Improving medicines use in people who take multiple medicines

ISRCTN	ISRCTN90146150
DOI	https://doi.org/10.1186/ISRCTN90146150
ClinicalTrials.gov (NCT)	Nil known
Clinical Trials Information System (CTIS)	Nil known
Protocol serial number	University of Bristol ref. 2018-2188; 41260
Sponsor	University of Bristol
Funder	Health Services and Delivery Research Programme

Submission date: 19/03/2019
Registration date: 28/03/2019
Last edited: 21/10/2025

Recruitment status: No longer recruiting
Overall study status: Completed
Condition category: Other

Prospectively registered

Protocol

Statistical analysis plan

Results

Individual participant data

Plain English summary of protocol

Background and study aims
Polypharmacy (prescribing multiple medicines to one individual) is widespread and growing in the UK. About 6% of adults take over ten regular medicines. Although often clinically appropriate, polypharmacy may be problematic and lead to a range of adverse outcomes. Despite recent national guidance, there is a lack of evidence for medication optimisation interventions that improve outcomes. The aim of this study is to develop and evaluate an intervention to optimise medication use for patients with polypharmacy in a general practice setting.

Who can participate?
Adults with polypharmacy registered at participating practices who are identified by the IMPPP case finding tool (developed in Phase 1 of the study)

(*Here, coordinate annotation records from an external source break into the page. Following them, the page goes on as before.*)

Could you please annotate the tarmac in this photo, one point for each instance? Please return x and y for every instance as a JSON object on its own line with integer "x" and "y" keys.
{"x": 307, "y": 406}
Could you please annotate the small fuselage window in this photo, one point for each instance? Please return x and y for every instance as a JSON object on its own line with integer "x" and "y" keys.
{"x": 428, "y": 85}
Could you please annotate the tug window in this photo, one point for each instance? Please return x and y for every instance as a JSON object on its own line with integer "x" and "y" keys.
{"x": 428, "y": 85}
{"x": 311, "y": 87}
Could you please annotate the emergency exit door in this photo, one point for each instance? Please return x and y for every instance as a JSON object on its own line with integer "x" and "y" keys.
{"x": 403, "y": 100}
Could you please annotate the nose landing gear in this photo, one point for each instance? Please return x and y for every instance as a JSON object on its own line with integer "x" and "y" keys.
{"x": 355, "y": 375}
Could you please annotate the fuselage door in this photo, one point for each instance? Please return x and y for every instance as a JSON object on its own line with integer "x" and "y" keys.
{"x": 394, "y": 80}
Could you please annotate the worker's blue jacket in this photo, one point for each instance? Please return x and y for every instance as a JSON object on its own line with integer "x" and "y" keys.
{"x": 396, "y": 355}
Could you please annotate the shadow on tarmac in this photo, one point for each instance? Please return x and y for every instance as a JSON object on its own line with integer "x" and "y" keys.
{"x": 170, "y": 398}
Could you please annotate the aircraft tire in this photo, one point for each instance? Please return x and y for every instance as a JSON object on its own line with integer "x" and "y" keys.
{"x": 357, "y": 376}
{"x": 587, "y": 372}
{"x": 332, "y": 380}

What does the study involve?
Participants are asked to complete study questionnaires related to their health and wellbeing, how they cope with their medicines and what treatments and other health services they use. Some participants are asked to attend a short 20-minute appointment at their general practice to talk about the medicines they are taking and how they are getting on with them. Participants who attend this appointment are asked to complete a questionnaire afterwards and will be offered a follow-up appointment 6 months later.

What are the possible benefits and risks of participating?
Participants may or may not directly benefit from taking part. The data that participants provide however could help other people in the future. There should be no disadvantages from taking part as the study follows the same NHS guidelines for prescribing and medicines use as those currently used in routine practice.

Where is the study run from?
The research is being run by the Centre of Academic Primary Care at the University of Bristol, with the Universities of Dundee and Keele (UK)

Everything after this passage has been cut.